ICD-10: Focus on Assessing & Maintaining

It has been six months since the U.S. healthcare industry has implemented ICD-10. By all accounts, the transition has been unremarkable, certainly not the chaotic Y2K mess that many had predicted. But that does not mean the work is over. Earlier this month the Centers for Medicare and Medicaid Services (CMS) released and ICD-10 Next Steps for Providers Assessment & Maintenance Toolkit to help healthcare providers work through any problems tied to implementation.

This kit is divided into three sections:

  • Assessing progress by examining Key Performance Indicators
  • Troubleshooting problem areas
  • Staying up to date

In this post, we will summarize some of the key points from each section. However, we encourage all our readers to read the full document which can be viewed by clicking here.

Examining Key Performance Indicators

By tracking and comparing key performance indicators, or KPIs, you can identify and address issues with productivity, reimbursement, claims submission, and other processes. Hopefully, your practice has been conducting regular practice assessments all along. This will allow you to use the pre-ICD-10 data as your baseline for post-ICD-10 metrics.  If you haven’t, you will need to do a little legwork to establish a baseline. Work with your billing and coding staff to see what data is already available in your systems, reports, and records.  You may also need to reach out to your EHR vendor or clearinghouse partner for additional information.

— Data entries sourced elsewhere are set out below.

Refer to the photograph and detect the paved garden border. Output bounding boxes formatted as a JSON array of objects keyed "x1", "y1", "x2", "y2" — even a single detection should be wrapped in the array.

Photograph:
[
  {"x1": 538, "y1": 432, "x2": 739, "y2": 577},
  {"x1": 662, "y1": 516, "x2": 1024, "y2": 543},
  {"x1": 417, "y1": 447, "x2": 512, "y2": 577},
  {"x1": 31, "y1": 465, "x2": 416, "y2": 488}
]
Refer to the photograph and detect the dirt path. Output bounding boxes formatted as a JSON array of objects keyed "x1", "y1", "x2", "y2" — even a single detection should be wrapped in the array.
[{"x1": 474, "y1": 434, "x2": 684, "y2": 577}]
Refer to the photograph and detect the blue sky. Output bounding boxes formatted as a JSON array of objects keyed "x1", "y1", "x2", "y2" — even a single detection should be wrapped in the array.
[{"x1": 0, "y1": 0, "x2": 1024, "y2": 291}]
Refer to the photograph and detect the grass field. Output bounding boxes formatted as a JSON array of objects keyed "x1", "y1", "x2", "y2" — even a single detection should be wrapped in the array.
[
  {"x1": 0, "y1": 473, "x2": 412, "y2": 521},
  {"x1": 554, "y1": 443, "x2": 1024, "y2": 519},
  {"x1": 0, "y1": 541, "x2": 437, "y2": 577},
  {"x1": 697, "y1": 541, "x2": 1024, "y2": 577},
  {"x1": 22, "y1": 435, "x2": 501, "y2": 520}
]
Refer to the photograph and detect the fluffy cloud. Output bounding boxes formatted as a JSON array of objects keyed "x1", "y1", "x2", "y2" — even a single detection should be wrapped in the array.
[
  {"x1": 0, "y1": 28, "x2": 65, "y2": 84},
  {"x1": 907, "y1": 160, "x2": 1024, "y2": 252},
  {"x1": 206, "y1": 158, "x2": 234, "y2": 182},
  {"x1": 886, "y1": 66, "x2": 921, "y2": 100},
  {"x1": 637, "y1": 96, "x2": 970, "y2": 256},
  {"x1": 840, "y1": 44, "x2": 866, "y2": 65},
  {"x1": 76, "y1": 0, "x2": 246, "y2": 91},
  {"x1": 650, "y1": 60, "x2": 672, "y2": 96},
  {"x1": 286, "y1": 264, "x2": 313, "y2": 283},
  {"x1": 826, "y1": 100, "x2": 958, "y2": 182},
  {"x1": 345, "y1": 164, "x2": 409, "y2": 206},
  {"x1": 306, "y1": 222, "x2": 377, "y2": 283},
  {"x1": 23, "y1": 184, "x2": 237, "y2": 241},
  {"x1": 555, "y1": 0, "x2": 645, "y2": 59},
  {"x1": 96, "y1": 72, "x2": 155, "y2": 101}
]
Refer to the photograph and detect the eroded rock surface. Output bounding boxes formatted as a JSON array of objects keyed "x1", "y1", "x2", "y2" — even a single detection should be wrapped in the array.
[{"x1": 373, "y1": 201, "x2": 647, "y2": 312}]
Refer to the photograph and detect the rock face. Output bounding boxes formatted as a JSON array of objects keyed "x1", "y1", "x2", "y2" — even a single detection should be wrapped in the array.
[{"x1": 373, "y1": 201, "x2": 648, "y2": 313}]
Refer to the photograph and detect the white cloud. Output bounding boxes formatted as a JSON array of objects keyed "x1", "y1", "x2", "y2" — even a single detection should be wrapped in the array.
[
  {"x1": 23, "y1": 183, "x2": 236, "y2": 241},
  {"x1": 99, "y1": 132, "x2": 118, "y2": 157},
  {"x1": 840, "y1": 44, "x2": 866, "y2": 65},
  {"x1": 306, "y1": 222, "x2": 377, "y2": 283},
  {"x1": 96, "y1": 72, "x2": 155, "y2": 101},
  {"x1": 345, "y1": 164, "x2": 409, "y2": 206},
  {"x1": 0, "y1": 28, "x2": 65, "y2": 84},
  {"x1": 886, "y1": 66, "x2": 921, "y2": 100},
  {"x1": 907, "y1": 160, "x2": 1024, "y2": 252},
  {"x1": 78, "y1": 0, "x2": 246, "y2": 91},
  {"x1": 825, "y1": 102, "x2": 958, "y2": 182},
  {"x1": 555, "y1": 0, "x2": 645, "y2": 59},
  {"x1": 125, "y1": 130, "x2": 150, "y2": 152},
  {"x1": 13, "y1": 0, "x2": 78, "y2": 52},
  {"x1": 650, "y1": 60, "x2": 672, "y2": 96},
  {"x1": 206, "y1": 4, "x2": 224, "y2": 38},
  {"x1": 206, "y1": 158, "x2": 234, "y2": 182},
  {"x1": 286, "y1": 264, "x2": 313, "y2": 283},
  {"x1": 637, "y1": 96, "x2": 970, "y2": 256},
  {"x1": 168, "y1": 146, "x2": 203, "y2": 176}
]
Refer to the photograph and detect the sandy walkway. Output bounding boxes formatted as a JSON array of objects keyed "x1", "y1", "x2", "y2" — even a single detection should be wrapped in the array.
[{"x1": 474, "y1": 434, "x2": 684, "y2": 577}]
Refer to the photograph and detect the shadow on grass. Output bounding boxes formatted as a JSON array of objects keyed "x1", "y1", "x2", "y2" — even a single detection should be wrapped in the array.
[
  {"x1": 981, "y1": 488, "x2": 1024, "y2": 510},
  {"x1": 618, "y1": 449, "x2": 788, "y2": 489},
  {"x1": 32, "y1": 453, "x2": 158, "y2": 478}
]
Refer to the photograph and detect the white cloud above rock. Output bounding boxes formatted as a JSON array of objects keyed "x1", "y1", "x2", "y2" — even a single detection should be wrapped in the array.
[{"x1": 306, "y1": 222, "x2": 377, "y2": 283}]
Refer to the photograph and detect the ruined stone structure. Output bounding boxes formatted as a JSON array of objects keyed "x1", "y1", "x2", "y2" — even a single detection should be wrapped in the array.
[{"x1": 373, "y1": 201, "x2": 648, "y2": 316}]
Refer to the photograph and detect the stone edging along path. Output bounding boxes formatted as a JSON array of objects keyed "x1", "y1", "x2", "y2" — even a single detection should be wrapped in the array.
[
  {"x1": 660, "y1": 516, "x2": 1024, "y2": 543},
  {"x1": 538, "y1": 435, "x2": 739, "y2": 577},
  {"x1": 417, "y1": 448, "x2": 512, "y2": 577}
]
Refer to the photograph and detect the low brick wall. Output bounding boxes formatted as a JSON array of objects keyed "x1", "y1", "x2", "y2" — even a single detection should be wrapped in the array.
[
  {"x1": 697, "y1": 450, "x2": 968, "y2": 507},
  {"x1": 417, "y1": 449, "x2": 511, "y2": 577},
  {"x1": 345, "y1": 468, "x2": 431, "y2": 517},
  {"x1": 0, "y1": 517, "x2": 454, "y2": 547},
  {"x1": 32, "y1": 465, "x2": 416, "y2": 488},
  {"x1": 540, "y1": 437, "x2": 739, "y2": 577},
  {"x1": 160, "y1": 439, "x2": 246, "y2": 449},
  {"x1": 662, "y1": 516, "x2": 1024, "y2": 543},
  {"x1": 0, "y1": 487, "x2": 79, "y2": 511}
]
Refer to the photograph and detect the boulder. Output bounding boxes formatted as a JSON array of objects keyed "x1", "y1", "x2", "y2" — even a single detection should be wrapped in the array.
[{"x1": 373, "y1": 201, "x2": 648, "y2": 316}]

CMS recommends a number of different KPIs for practices to track. Identify the ones that make the most sense for your practice goals and objectives. Here are just a few to consider:

  • Coder productivity—number of medical records coded per hour; review by individual coder
  • Incomplete or missing diagnosis codes—number of incomplete or missing ICD-10 diagnosis codes on orders
  • Daily charges/claims—number of charges or claims submitted per day
  • Payer edits—number and reason for edits required by payers
  • Payment amounts—amounts provider receives for specific services (focus on high-volume, resource-intensive services)

Compare the data pre- and post-October 1, 2015. This will help you detect problems and identify opportunities for improvement. Once you know what the problems are, you can evaluate them to find the root causes and ultimately improve your office’s productivity. Be sure to reevaluate your KPIs on a regular basis as you refine your processes. We recommend a monthly ICD-10 assessment.

Troubleshooting Problem Areas

After conducting your assessments and identifying the problem areas it is time to troubleshoot. CMS recommends that practices develop a feedback system that allows your team members to easily gather and act on issues. Create an issues list where staff can document new issues as they arise. Include in it the issue description, steps to resolve it, issue owner and the current status.

Identify a physician champion staff can turn to when they have questions. Your champion can help staffers understand issues with clinical documentation, offer advice on implementing improvements, and serve as a liaison between managers, physicians and clinical staff.

Staying Up to Date

Lastly, CMS recommends you keep your systems and coding resources up to date. ICD-10 updates take place annually on October 1. Be sure to keep all your systems and coding tools up to date, and to review the ICD-10-CM and ICD-10-PCS General Coding Guidelines on a regular basis. With quality reporting and other requirements, it’s more important than ever that you update your coding resources at least annually.